See also: Build pipeline, compiler/codegen/emit.cpp, compiler/mir/lower.cpp, runtime/li_rt.h.

End-to-end path

lic build does not emit machine code directly.

flowchart LR
  li[".li source"]
  mir["MIR"]
  ll["LLVM IR (.ll)"]
  clang["clang -x ir"]
  rt["runtime/li_rt.c"]
  bin["native executable"]
  li --> mir --> ll --> clang
  rt --> clang
  clang --> bin
  1. MIR — typed AST lowered to MirInsn (calls, locals, branches).
  2. LLVM IRemit_llvm_ir() writes a temp .ll module.
  3. Linkclang compiles the .ll plus runtime/li_rt.c (and li_rt_net.c when present) into one binary.

Proof artifacts (AutoVC.lean, lic verify) are not linked into the binary.

Three layers (do not mix them)

Layer Role
Li types int, str, bytes, var bytes, refinements, contracts — typechecker + borrow.
MIR / codegen MirParam.is_string means “use i8* in LLVM”; is_i64 means i64; default scalars are i32 / double.
Platform ABI After clang, calls use the normal C ABI for the target (e.g. x86-64 SysV: rdi, rsi, … for pointers, eax for int32_t return).

A Li program can typecheck while LLVM IR is wrong (e.g. passing i8* to a callee still declared as i32). Clang then fails with Call parameter type does not match function signature.

LLVM type map (implementation)

Li type (surface) MIR / codegen LLVM type C runtime (today)
int, bool default i32 int32_t
float is_float double double
int64, i64, long is_i64 (not str/bytes) i64 int64_t / long long
str, string mir_ptr_param_type_nameis_string i8* (NUL-terminated) const char*
bytes, var bytes same as str for codegen i8* const char* — see li_rt.h (Bytes = str until distinct buffer ships)
String literal "GET" MirArg.is_string i8* → private global @.str.N const char*
ptr (type name) is_i64 in MIR for .li procs i64 in LLVM for user procs call-site specific
Object by value return_object_layout LLVM struct in-process only
array[N, int] (fixed) fixed_array_elems [N x i32] (or float) in allocas / structs stack aggregates

Locals: most scalars live in alloca slots on the stack in the entry block; clang later promotes to registers under -O2 (--release).
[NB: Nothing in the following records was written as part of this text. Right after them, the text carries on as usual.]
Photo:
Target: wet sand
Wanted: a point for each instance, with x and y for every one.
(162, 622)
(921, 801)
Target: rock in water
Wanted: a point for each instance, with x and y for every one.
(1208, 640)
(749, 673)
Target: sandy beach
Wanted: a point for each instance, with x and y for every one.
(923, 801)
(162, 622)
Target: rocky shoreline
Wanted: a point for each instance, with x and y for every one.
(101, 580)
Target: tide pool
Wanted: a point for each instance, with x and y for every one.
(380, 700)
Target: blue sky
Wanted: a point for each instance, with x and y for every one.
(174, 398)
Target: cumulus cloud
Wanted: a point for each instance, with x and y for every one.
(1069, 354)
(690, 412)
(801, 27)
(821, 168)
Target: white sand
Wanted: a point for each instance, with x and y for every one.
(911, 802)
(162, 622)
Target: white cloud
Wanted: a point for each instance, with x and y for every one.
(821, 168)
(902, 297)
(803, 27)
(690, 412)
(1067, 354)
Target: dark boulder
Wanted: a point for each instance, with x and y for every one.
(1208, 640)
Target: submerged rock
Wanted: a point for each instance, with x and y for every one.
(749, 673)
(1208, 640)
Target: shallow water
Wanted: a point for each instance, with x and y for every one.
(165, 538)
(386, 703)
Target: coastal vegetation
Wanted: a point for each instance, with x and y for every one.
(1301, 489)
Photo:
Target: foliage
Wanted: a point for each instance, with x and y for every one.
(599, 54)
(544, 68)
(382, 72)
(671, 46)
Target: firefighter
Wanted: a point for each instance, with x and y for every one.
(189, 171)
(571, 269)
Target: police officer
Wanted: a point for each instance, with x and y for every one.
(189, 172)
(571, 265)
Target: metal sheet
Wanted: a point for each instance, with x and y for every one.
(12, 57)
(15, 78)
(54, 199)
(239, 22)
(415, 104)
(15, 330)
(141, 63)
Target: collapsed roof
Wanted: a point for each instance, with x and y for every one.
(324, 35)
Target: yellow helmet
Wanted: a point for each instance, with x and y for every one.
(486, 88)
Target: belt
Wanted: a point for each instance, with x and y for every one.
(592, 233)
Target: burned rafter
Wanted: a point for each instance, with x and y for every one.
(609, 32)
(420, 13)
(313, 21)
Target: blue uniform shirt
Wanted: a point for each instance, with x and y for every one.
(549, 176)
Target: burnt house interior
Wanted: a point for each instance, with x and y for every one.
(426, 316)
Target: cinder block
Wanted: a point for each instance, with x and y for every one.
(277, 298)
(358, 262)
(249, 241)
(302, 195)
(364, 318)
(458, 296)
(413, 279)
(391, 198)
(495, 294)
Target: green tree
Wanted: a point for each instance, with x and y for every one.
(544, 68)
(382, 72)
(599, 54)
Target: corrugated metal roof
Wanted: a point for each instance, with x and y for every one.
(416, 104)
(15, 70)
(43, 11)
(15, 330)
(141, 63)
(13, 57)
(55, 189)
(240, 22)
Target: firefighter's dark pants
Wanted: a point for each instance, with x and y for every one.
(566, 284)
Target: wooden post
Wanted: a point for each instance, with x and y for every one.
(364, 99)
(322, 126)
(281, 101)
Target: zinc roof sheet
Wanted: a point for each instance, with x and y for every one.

Imported / internal .li calls: CallProc must see the callee already declared in the LLVM module. Codegen uses a two-pass emit: declare all MIR functions, then emit bodies (so main can call match_route_fixture defined later in the MIR list).

String and bytes (same native ABI today)

At runtime, str and bytes both lower to a C string pointer:

  • Literals: emit_string_global + string_ptri8*.
  • Parameters: stored in ptr_locals (ensure_ptr_local), not i64_locals.
  • Std / trusted C: bytes_len(const char*), li_rt_str_byte_at(const char*, int32_t), etc. — all declared with i8* in emit.cpp and implemented in li_rt.c.

When adding a real Bytes buffer (pointer + length, or opaque handle), introduce a new LLVM representation and update both emit.cpp and runtime/li_rt.h in the same change.

Trusted C symbols are pre-declared in emit_llvm_ir() with explicit LLVM signatures, e.g.:

li_rt_match_route_fixture(i8*, i8*) -> i32
bytes_len(i8*) -> i32

Li extern proc declarations in MIR use a separate rule: parameters with is_string or is_i64 on the MIR extern record become i8* in LLVM. That matches current C shims (mostly const char* + int32_t returns). A true i64 extern parameter would be mis-lowering today — avoid until the extern table is split (is_string vs is_i64).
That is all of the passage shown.